To Drammeh, Chanel’s classic veneer belies a rebellious streak. “Chanel has been daring for a long time, just think about Rouge Noir [the nail polish],” notes the Gambian-Spanish artist, who joined the Cometes Collective following 15 years of editorial experience, working with the likes of Adwoa Aboah, Debra Shaw and Harry. “Today it is such a classic colour, but when it was first released [in 1994] it really was very different and people were unsure of such a dark colour.” “Coco Chanel didn’t follow trends, she was contemporary and of the moment,” adds Paravina. “She was so sure of herself, confident,” notes Li.
Working with the House now we need to design the colours two years ahead, so there’s no point trying to predict the trends – we need to set them instead.
Valentina Li
Faithful to Mademoiselle Chanel’s forward-thinking ethos, the Cometes Collective chart their own course without waiting for the next ‘it’ trend to appear. “Working with the House now we need to design the colours two years ahead, so there’s no point trying to predict the trends – we need to set them instead,” says Li.
Building on the themes in their new documentary, which delves into Chanel’s spectrum of colour, the trio concur that 2025 will be a year bursting with chromatic experimentation. Whether subtle or striking, they believe the future of Chanel beauty belongs to those who dare to dip into the palette. “Colour, in general, just makes me happy,” says Li. “To me, using colour is like a language,” adds Paravina. “Using colour in your makeup is a surefire way to get your message across and tell people what you're all about.”
Photo: Courtesy of Chanel
Though tight-lipped on specifics, the Cometes Collective can’t hide their anticipation for the curated collections debuting throughout the coming year. Paravani is focused on brightening, Drammeh is poised to interpret spring, and Li is giving new life to Chanel’s cult-favourite Les Beiges for summer. “It’ll be very outdoorsy,” she says. Next year will also mark the first time all three co-create new launches together: “We're really collaborating, really brainstorming together, creating shades together,” says Paravina.
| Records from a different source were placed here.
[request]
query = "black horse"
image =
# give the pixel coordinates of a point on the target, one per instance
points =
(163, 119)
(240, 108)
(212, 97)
As colour takes centre stage, they each share tips for anyone nervous about stepping out of their comfort zone. “I like transparency,” says Paravina. “Using shades that are buildable. Another favourite, if you’re willing to spend some more time on your makeup, is to use really fine brushes to create a very refined eyeliner.” Li suggests highlighting with “just a hint of something” shimmering on lids, cupid’s bow or cheeks. “Or why not try a colour mascara,” she says. “It’s a very small, easy way to start.”